Archaeologists discover a 1,700 year-old tomb along the route of Struma motorway

Photo: BGNES

Archaeologists discovered more than 1,500 unique items during a dig along the route of a new section of Struma motorway. The archaeologists from the Bulgarian Academy of Sciences should complete their job by July so construction of the motorway section from Blagoevgrad to Krupnik can begin. A large settlement has been unearthed there dating back to the time of the Roman Empire – 12 big buildings from the 3rd to the 6th century AD. The most valuable finds include 1,000 coins – bronze, silver and one gold-plated coin. A 1,700 year-old tomb has been discovered, which is completely intact. The valuable items found inside include a glass goblet and bottle with ornaments, a piece of fabric used to cover the body laid there. Archaeologists say they may have found the remains of the settlement Skaptopara, predecessor of the latter-day town of Blagoevgrad.
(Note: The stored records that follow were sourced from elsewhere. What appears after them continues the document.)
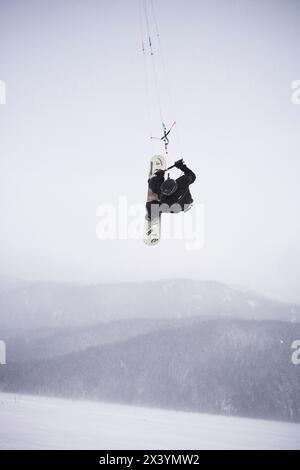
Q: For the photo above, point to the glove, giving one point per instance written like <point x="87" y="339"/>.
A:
<point x="180" y="164"/>
<point x="159" y="173"/>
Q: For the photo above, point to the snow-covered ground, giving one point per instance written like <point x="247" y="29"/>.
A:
<point x="29" y="422"/>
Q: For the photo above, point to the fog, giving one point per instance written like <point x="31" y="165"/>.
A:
<point x="74" y="135"/>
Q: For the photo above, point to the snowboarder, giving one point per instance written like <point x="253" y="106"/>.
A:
<point x="170" y="195"/>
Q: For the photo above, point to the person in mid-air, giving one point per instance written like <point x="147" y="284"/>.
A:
<point x="169" y="195"/>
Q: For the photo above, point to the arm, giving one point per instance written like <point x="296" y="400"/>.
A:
<point x="189" y="176"/>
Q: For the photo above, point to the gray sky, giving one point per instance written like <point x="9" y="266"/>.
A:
<point x="74" y="134"/>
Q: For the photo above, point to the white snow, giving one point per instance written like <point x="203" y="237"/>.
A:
<point x="29" y="422"/>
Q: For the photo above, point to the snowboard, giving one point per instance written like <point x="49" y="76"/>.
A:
<point x="152" y="228"/>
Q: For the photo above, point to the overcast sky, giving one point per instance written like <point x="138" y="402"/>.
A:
<point x="74" y="133"/>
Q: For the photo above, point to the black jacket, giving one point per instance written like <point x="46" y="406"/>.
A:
<point x="182" y="196"/>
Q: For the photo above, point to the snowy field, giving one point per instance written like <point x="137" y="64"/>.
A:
<point x="29" y="422"/>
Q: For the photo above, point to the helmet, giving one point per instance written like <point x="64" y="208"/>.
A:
<point x="168" y="187"/>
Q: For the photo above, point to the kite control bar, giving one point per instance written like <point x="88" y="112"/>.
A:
<point x="173" y="166"/>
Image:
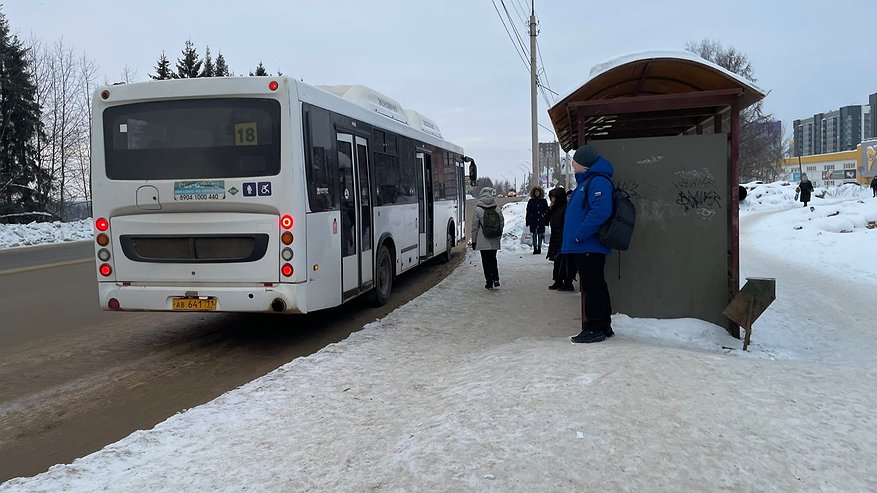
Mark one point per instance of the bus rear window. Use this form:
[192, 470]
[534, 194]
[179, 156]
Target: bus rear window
[185, 139]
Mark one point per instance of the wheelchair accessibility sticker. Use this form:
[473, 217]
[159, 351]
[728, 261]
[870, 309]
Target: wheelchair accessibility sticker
[199, 190]
[262, 189]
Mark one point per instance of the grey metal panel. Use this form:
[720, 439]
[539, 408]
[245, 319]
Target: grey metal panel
[677, 264]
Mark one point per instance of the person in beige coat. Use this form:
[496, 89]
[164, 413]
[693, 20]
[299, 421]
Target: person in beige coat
[483, 239]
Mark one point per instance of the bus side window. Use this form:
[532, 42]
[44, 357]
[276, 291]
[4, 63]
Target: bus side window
[322, 167]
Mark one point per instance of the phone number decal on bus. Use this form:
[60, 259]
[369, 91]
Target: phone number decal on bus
[199, 190]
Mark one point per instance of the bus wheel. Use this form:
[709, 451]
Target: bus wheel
[446, 257]
[383, 278]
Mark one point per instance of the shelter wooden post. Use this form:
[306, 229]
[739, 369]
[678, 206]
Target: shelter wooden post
[669, 95]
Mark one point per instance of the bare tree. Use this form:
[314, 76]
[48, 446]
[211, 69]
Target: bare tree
[761, 137]
[61, 79]
[80, 178]
[129, 74]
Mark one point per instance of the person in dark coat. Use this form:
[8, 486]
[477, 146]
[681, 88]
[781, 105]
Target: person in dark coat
[537, 206]
[487, 246]
[564, 270]
[805, 188]
[586, 211]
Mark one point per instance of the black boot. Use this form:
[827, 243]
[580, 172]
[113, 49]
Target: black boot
[588, 336]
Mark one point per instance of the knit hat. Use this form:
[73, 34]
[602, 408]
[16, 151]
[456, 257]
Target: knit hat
[585, 155]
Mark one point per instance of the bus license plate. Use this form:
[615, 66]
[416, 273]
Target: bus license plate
[194, 304]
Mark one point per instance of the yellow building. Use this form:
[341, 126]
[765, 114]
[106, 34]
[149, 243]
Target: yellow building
[830, 169]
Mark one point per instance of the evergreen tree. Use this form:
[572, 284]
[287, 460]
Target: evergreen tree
[208, 69]
[260, 70]
[163, 69]
[221, 69]
[20, 127]
[190, 64]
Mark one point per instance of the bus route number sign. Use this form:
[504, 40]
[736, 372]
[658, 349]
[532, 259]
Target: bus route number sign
[246, 134]
[185, 191]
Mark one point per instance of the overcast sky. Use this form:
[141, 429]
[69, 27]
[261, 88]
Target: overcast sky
[453, 61]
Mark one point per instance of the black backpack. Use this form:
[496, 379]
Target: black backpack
[491, 224]
[617, 231]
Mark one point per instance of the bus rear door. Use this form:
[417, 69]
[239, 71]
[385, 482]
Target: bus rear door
[357, 251]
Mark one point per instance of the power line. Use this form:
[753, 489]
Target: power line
[521, 11]
[517, 50]
[544, 72]
[515, 29]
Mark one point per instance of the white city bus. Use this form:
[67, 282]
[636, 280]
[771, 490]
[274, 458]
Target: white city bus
[255, 194]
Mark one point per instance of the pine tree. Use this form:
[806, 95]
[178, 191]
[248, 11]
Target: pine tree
[163, 69]
[208, 69]
[260, 70]
[20, 127]
[221, 69]
[190, 64]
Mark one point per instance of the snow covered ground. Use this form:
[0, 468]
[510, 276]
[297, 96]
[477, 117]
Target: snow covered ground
[468, 389]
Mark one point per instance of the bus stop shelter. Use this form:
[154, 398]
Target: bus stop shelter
[669, 122]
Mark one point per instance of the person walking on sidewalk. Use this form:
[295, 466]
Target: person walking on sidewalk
[537, 206]
[487, 226]
[589, 207]
[805, 188]
[564, 270]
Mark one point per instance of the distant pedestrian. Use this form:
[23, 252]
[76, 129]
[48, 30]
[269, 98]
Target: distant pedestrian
[805, 188]
[537, 206]
[487, 226]
[564, 268]
[586, 211]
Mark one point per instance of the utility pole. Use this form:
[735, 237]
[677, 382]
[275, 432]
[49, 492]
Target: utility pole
[534, 180]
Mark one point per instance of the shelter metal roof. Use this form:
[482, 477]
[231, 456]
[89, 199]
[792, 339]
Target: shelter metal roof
[648, 94]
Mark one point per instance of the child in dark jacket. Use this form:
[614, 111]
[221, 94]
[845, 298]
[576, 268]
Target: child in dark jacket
[537, 207]
[564, 270]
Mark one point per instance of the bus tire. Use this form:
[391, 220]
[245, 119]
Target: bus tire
[446, 257]
[383, 278]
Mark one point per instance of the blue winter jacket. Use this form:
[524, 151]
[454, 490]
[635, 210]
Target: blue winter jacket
[580, 223]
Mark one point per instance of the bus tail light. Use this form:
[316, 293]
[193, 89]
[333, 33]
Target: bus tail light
[286, 221]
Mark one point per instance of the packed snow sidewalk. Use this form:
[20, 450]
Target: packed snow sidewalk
[466, 389]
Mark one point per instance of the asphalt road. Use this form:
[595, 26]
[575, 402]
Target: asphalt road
[74, 378]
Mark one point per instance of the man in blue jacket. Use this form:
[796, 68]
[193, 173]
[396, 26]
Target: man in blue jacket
[584, 216]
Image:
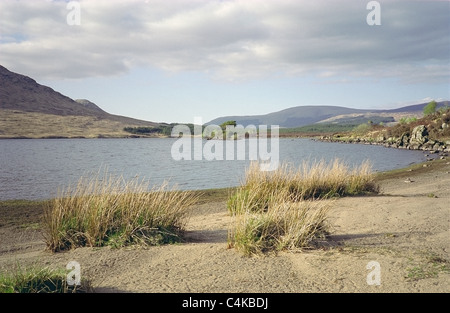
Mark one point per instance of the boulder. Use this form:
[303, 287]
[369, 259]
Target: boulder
[419, 135]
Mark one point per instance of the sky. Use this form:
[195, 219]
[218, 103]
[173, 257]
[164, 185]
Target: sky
[173, 60]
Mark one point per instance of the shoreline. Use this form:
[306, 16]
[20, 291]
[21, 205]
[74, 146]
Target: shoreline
[404, 228]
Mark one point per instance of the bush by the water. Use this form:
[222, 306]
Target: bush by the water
[313, 180]
[110, 211]
[39, 280]
[276, 210]
[285, 225]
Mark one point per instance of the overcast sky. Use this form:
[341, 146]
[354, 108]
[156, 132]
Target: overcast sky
[169, 61]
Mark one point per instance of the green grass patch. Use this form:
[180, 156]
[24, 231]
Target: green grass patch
[39, 280]
[107, 210]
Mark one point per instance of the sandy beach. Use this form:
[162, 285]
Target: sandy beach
[404, 230]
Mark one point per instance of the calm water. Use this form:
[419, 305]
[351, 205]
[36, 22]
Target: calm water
[35, 169]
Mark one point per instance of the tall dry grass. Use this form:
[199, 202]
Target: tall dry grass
[286, 225]
[312, 180]
[108, 210]
[277, 210]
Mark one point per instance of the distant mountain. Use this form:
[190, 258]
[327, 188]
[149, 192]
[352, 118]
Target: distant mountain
[90, 105]
[307, 115]
[29, 109]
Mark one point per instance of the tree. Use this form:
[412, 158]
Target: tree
[430, 108]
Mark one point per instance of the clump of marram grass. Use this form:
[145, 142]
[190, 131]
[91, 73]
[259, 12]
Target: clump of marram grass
[40, 280]
[317, 180]
[276, 211]
[285, 225]
[111, 211]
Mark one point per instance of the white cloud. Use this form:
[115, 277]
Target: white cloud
[227, 39]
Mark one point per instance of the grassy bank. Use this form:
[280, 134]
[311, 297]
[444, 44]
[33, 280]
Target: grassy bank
[110, 211]
[38, 279]
[278, 210]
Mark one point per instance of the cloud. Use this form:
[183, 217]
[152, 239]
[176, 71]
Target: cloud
[230, 40]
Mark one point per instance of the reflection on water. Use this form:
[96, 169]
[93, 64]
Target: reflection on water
[35, 169]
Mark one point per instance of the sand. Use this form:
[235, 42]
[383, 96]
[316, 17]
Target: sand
[404, 231]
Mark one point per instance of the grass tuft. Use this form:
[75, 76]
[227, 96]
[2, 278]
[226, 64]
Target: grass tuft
[317, 180]
[276, 211]
[286, 225]
[107, 210]
[39, 280]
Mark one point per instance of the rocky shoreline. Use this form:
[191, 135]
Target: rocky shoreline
[419, 139]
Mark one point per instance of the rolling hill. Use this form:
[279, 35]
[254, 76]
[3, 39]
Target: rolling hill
[307, 115]
[32, 110]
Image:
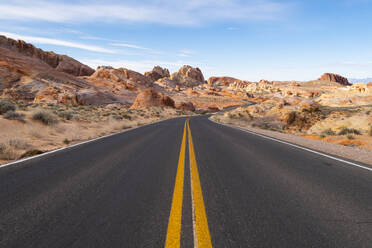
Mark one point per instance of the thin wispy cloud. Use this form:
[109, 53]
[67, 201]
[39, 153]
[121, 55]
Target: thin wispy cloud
[155, 11]
[129, 46]
[185, 53]
[42, 40]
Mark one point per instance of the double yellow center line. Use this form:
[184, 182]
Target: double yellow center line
[202, 236]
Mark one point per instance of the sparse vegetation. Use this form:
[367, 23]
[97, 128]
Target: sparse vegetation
[31, 153]
[6, 106]
[45, 117]
[12, 115]
[7, 152]
[18, 144]
[67, 115]
[125, 126]
[345, 131]
[328, 132]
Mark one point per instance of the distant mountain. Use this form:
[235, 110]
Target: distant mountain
[360, 80]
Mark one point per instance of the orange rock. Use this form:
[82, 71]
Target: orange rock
[61, 63]
[334, 78]
[151, 98]
[186, 106]
[157, 73]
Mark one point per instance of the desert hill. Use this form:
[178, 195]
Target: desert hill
[80, 98]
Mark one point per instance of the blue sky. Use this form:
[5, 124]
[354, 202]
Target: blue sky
[251, 40]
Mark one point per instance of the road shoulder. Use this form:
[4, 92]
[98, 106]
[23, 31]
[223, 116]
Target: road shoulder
[352, 153]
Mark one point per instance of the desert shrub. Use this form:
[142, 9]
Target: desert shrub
[349, 131]
[328, 132]
[45, 117]
[6, 106]
[31, 153]
[125, 116]
[117, 117]
[126, 126]
[7, 152]
[12, 115]
[67, 115]
[18, 144]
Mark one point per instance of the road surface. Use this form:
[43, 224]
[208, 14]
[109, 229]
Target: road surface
[181, 183]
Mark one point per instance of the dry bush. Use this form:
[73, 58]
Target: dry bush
[18, 144]
[6, 106]
[45, 117]
[12, 115]
[7, 152]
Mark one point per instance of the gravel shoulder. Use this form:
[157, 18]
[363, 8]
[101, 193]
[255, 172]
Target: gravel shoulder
[352, 153]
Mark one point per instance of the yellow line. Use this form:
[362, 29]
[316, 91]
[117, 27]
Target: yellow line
[173, 239]
[203, 238]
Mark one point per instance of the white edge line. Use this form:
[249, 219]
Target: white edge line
[300, 147]
[78, 144]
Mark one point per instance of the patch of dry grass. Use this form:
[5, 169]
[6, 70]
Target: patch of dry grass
[49, 126]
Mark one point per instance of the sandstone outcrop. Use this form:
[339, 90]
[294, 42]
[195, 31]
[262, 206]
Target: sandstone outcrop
[223, 81]
[157, 73]
[59, 62]
[188, 76]
[151, 98]
[186, 106]
[334, 78]
[120, 75]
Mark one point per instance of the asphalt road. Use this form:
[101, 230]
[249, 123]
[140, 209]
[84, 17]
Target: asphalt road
[242, 191]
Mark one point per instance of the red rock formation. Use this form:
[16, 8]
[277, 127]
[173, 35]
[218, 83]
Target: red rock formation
[120, 75]
[157, 73]
[61, 63]
[151, 98]
[185, 106]
[223, 81]
[334, 78]
[188, 76]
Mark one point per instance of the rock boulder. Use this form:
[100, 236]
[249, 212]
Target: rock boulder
[151, 98]
[334, 78]
[188, 76]
[157, 73]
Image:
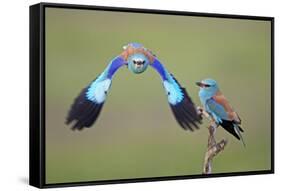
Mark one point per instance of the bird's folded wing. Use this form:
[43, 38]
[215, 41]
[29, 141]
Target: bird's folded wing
[181, 104]
[87, 106]
[232, 115]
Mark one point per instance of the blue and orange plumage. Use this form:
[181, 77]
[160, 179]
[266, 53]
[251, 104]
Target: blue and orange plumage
[87, 106]
[218, 107]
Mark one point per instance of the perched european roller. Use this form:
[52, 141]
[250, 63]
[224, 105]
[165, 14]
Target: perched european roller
[218, 107]
[87, 106]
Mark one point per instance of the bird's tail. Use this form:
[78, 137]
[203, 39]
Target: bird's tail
[238, 131]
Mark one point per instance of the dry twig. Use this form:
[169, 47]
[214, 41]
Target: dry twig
[213, 147]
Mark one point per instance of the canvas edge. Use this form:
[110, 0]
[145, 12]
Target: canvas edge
[37, 147]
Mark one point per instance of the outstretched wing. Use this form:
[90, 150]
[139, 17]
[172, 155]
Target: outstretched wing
[87, 106]
[181, 104]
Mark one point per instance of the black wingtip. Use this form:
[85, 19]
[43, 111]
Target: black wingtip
[83, 112]
[229, 127]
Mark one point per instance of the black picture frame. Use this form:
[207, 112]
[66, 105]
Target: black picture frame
[37, 93]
What is known about Skaptopara is that it was a Thracian town built next to the thermal springs along the Struma River. To be sure experts will have to find inscriptions on stone used to mark the city limits in that period. Remains of ancient towns, jewellery made of bronze and precious metals, pottery and objects connected with the army were discovered during a dig at another location along the planned route of the motorway. Between the villages of Dren and Delyan, the archaeologists unearthed remains dating back to the early Iron age (9th-13th century BC) – almost 100 graves, in which they found jewellery, spears, knives, harness fittings etc. In the Doupnitsa-Blagoevgrad section they discovered remains of an early Neolithic settlement, unique to Europe, dated to the 8th millennium BC. At a depth of 3 meters they found the oldest mother-of-pearl button and needle, tools, a loom-weight and other items.